Figure 1. WhatsApp community membership
CREATING MOCK ORAL QUESTIONS FOR GENERAL SURGERY CERTIFYING EXAM - A POTENTIAL NOVEL APPLICATION OF ARTIFICIAL INTELLIGENCE (AI)
Brooke Bocklud, MD, Isabela Visintin, MD, Meghan Daly, Amy Crisp, PhD, Ruchir Puri, MD, T. Shane Hester, DO; University of Florida College of Medicine - Jacksonville
Background
The General Surgery Certifying Exam (GSCE) is a high stakes oral examination where residents go through case-based vignettes with examiners and is required by the American Board of Surgery for board certification. Residency programs simulate this experience during mock oral examinations. Creating oral exam questions is time consuming for faculty. Artificial intelligence (AI) tools could potentially assist faculty in creating these scenarios.
Methods
This was a single institution prospective study. Two separate mock oral examinations were administered by faculty to general surgery residents in 2025. Each exam had a total of 12 scenarios, 6 of which were written by AI (with faculty oversight for accuracy) and 6 were written by faculty (non-AI).

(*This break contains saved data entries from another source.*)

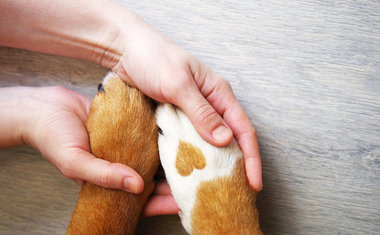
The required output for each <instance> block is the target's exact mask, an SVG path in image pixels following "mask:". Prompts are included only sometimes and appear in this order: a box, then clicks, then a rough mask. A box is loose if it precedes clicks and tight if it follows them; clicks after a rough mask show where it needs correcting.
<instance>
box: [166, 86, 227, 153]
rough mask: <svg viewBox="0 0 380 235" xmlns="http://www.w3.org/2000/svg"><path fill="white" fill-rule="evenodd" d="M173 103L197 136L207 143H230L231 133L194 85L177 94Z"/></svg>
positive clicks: (222, 143)
mask: <svg viewBox="0 0 380 235" xmlns="http://www.w3.org/2000/svg"><path fill="white" fill-rule="evenodd" d="M173 103H174V104H176V105H177V106H179V107H180V108H181V109H182V110H183V111H184V112H185V113H186V115H187V117H188V118H189V119H190V121H191V123H192V124H193V125H194V127H195V129H196V130H197V131H198V133H199V135H200V136H201V137H202V138H203V139H205V140H206V141H207V142H209V143H211V144H213V145H216V146H224V145H226V144H228V143H229V142H230V141H231V139H232V131H231V130H230V128H229V127H228V125H227V124H226V123H225V121H224V120H223V119H222V117H221V116H220V115H219V114H218V113H217V112H216V111H215V109H214V108H213V107H212V106H211V105H210V104H209V103H208V102H207V100H206V99H205V97H203V95H202V94H201V93H200V91H199V89H198V87H197V86H196V84H195V83H193V85H192V86H190V87H187V88H186V90H185V91H182V92H178V94H177V95H176V100H175V101H174V102H173Z"/></svg>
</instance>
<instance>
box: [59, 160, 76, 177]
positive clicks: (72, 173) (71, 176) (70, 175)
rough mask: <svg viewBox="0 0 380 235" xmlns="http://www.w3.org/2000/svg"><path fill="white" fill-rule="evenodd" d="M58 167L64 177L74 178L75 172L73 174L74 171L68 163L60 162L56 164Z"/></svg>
mask: <svg viewBox="0 0 380 235" xmlns="http://www.w3.org/2000/svg"><path fill="white" fill-rule="evenodd" d="M58 169H59V171H60V172H61V173H62V175H64V176H65V177H67V178H69V179H74V178H75V174H74V171H73V169H72V167H71V164H70V163H63V164H60V165H59V166H58Z"/></svg>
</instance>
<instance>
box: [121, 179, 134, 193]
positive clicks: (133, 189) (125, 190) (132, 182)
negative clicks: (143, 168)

Both the faculty and residents were blinded to origin of the questions and completed a post exam survey. Comparison analyses were performed using a chi-squared test or Fisher’s exact test as appropriate, and a ROC analysis was used to obtain sensitivity, specificity, and AUC. We hypothesized that the residents would not be able to differentiate between the AI and non-AI created scenarios.
Results
A total of 25 residents and 8 faculty completed the survey. Participants were predominantly male 52% and white 36%. For the AI written questions, 34% of participants correctly concluded they were written by AI. For the non-AI written questions, 28% of participants incorrectly assumed they were written by AI (p = 0.35). The AUC was 53.2% (95% CI: 47.3%-59.2%) indicating that participants were unable to correctly identify when the questions are AI-generated. Questions deemed appropriate for the exam were similar at 87% vs. 84% (p = 0.64) in the AI and non-AI groups, respectively. The adequacy of information provided within the questions was similar at 94% vs. 89% (p = 0.23) in the AI and non-AI groups. Participants felt that the questions were somewhat difficult at 27% vs. 33% (p = 0.27) in the AI and non-AI groups.
Conclusion
Faculty-written and AI-created board scenarios could not be differentiated by surgical trainees or faculty during mock oral exams. AI may offer extensive possibilities of creating new oral board scenarios, potentially saving faculty precious time.